Liège Le festival Voix de femmes revient du 10 au 26 octobre dans toute la Cité ardente.

Né en 1991 au Cirque Divers d’un réseau de femmes militantes, le festival Voix de femmes - organisé tous les deux ans - d’abord orienté musique et théâtre, grandit progressivement pour s’ouvrir dès 2013 à un champ d’action multidisciplinaire.

Après un changement de direction en 2017, le festival se réinvente en investissant divers lieux culturels liégeois, tout en affirmant davantage "un ton militant et féministe", souligne Flo Vandenberghe, codirectrice du festival.

Sur le thème "Dé/ranger", le festival Voix de femmes revient pour une 14e édition du 10 au 26 octobre prochains. Le festival investira dix lieux de la Cité ardente, tous partenaires de cette édition : les Chiroux, KulturA, L’An Vert, Livre aux Trésors, La Halte, CPCR, le Cinéma Churchill, le Reflektor, Barricade et l’Armande.

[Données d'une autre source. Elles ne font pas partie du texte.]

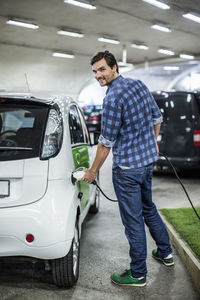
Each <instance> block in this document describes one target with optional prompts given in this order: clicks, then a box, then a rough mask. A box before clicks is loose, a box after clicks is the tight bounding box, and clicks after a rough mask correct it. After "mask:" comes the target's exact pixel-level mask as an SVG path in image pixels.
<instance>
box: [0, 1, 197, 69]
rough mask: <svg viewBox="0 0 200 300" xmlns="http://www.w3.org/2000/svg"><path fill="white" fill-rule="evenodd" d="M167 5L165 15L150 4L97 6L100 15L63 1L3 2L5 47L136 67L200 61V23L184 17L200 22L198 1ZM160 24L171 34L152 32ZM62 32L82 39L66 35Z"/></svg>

Le festival s’étalera sur deux semaines, l’idée étant toujours de faire découvrir la création féminine sous toutes ses formes. Au programme cette année : musique, cinéma, ateliers, rencontres, littérature, expo, création sonore, théâtre… Et nouveauté pour cette édition : "Le cinéma, absent depuis 2013, fait son retour. Il y aura également de l’écoute collective et des ateliers pour enfants", précise Flo Vandenberghe.

Depuis 2016, l’ASBL Voix de femmes développe un projet d’accompagnement artistique "Curieuse Résidence", entièrement modulable et déployé sur une année. Lors du festival, carte blanche sera donnée à deux artistes résidentes : Cécile Barraud (2018) et Line Guellati (2019).

Un focus sera également réalisé sur les cultures inuites au travers de concerts et de projections, mais aussi sur les pratiques afroféministes, ce mouvement militant dont l’action se situe à l’intersection des discriminations racistes, sexistes et de classe sociale, qui s’est révélé durant la période d’émancipation féministe des années 1970 aux États-Unis, et qui trouve de nouvelles voix aujourd’hui.

Treize concerts sont également programmés cette année, allant de la prose arabe, aux vagues rétro turques en passant par l’électronique expérimentale, dont trois soirées de deux concerts au Reflektor.